Het beroep op een individueel voordeel van de fiscale eenheid is na het arrest Groupe Steria mogelijk geworden.
Op 2 september jl. heeft het Hof van Justitie EU het arrest in de zaak Groupe Steria (zaak C-386/14) gewezen. Een individueel voordeel van de integratieregeling in de Franse vennootschapsbelasting mag niet worden beperkt tot binnenlandse situaties. Het voordeel moet ook in grensoverschrijdende situaties worden toegekend.
Dit arrest heeft niet alleen gevolgen voor Frankrijk, maar ook Nederland omdat het het Nederlandse fiscale eenheidsregime voldoende vergelijkbaar is met het Franse regime, zo volgt uit eerdere jurisprudentie van het Hof (zie de gevoegde SCA Group Holding BV, X AG en MSA International Holdings (zaken C–39/13, C–40/13 en C–41/13).
Geen grensoverschrijdende fiscale eenheid
In zijn arrest X Holding (zaak C-337/08) heeft het Hof beslist, dat Nederland het toestaan van een grensoverschrijdende fiscale eenheid met in een andere EU lidstaat gevestigde dochtervennootschap mag weigeren. De rechtvaardiging daarvoor vindt het Hof in de noodzaak van het garanderen van een evenwichtige verdeling van de heffingsbevoegdheden tussen lidstaten.
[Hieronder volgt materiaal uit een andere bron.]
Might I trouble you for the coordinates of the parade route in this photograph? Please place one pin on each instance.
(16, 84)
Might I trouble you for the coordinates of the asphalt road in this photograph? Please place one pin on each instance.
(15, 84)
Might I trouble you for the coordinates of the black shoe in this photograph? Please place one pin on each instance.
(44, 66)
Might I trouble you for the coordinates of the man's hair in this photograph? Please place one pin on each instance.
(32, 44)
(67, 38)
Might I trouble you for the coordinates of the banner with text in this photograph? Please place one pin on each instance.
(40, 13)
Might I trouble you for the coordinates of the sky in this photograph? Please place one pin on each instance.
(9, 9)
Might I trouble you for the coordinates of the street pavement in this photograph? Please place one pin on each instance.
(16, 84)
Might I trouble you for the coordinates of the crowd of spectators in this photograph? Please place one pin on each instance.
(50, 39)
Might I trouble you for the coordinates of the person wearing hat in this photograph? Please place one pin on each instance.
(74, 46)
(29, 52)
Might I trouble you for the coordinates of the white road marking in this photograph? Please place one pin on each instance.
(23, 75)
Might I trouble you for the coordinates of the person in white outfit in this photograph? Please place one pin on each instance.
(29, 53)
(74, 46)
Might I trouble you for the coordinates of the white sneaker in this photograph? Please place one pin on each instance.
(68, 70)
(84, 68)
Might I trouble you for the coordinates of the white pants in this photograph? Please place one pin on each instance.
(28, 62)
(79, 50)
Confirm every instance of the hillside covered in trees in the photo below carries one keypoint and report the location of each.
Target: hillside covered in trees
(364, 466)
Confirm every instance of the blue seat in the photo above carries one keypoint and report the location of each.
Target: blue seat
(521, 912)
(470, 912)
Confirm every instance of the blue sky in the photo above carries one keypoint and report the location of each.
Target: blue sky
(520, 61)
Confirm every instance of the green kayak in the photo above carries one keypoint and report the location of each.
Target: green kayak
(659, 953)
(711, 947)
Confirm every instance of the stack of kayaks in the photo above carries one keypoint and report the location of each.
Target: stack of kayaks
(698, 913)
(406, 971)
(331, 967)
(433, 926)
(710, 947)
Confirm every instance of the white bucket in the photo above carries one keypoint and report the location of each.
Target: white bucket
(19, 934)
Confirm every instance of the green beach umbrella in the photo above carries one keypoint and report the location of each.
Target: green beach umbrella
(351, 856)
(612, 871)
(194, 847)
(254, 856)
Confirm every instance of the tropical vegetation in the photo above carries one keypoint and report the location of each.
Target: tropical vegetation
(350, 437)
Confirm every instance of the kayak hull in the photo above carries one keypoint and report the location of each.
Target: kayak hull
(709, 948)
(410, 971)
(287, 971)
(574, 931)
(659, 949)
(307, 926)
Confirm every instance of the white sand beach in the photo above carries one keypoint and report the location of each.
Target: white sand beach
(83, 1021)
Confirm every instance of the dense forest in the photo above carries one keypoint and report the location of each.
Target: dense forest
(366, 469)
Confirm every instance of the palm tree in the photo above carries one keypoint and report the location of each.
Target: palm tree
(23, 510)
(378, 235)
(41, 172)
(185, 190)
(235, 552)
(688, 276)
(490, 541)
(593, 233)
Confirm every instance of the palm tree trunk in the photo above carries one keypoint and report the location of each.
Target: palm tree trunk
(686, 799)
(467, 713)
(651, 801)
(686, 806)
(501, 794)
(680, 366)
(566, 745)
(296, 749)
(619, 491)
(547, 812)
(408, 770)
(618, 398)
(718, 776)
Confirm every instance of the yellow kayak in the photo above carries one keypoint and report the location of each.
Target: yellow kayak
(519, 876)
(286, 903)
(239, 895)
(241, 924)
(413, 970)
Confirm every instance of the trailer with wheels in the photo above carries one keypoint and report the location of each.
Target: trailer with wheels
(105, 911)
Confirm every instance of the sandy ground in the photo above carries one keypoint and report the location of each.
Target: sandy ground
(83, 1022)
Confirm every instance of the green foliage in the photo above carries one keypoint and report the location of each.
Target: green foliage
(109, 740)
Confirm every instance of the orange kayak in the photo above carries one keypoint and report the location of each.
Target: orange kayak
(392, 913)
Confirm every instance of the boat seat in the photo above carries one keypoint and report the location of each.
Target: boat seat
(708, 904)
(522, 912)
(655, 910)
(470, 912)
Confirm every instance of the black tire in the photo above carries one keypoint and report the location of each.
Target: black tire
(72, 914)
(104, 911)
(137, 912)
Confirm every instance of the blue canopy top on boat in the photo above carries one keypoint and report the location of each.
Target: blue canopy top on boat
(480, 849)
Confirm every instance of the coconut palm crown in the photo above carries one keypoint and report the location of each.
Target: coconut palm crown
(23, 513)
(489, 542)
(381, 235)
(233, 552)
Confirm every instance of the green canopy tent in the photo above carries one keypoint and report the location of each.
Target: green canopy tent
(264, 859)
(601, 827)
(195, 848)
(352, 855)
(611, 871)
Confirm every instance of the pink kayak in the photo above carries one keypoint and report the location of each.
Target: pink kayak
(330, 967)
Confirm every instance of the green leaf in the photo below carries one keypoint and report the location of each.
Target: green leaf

Voorkomen moet worden dat naar willekeur buitenlandse dochterverliezen kunnen worden geïmporteerd en dat grensoverschrijdende intra-groepstransacties fiscaal kunnen worden geneutraliseerd.
Hoge Raad teruggefloten
De Hoge Raad heeft uit dit arrest afgeleid, dat het bij een fiscale eenheid om een alles-of-niets benadering gaat (zie HR BNB 2011/244 en 2013/15). Bijvoorbeeld, dat het nadeel van de beperking van de verliesverrekening voor houdstermaatschappijen (art. 20, lid 4 Vpb) kan in binnenlandse verhouding worden gereduceerd door het aangaan van een fiscale eenheid.
Dit voordeel is een inherent gevolg van het wezen van de fiscale eenheid: de consolidatie. Doordat Nederland een grensoverschrijdende fiscale eenheid mag weigeren, is hij ook niet gehouden om op dit individuele voordeel van de fiscale eenheid in grensoverschrijdende verhoudingen toe te kennen.
Hieraan kon, volgens de Hoge Raad, niet worden getwijfeld. Vragen stellen aan het Hof vond hij dan ook niet nodig.
Uit het arrest Groupe Steria volgt dat de Hoge Raad wel had moeten twijfelen. De alles-of-niets benadering geldt alleen in het kader van het voorkomen van verliesimport en (mogelijk) neutralisatie van grensoverschrijdende intra-groepstransacties.
Over dit laatste punt kan worden gediscussieerd, omdat het Hof in zijn argumentatie helaas niet eenduidig is. Wel is duidelijk dat voor andere belastingvoordelen van een fiscale eenheid afzonderlijk moet worden beoordeeld of die voordelen kunnen worden voorbehouden aan vennootschappen van een fiscale eenheid en dus in grensoverschrijdende situaties kunnen worden uitgesloten.
Nieuwe kansen voor belastingplichtigen
Bij deze afzonderlijke beoordeling zal steeds eerst moeten worden bepaald of er sprake is van een voordeel van een fiscale eenheid en vervolgens of de uitsluiting van het voordeel in grensoverschrijdende situaties kan worden gerechtvaardigd. Deze testen zullen dus alsnog moeten worden toegepast op, bijvoorbeeld de houdsterverliesregeling, maar ook op bepalingen zoals de renteaftrekbeperking van art. 13l Vpb.
Er liggen hier dus nieuwe kansen voor belastingplichtigen en er zijn nieuwe zorgen bij het Ministerie van Financiën. Er wordt daar druk gestudeerd op de mogelijke gevolgen van het arrest Groupe Steria voor het fiscale eenheidsregime van Nederland.
Eric Kemmeren is hoogleraar Internationaal Belastingrecht en Internationale Fiscale Economie aan het Fiscaal Instituut Tilburg van Tilburg University en tevens verbonden aan het European Tax College en als wetenschappelijk adviseur aan EY Belastingadviseurs te Rotterdam.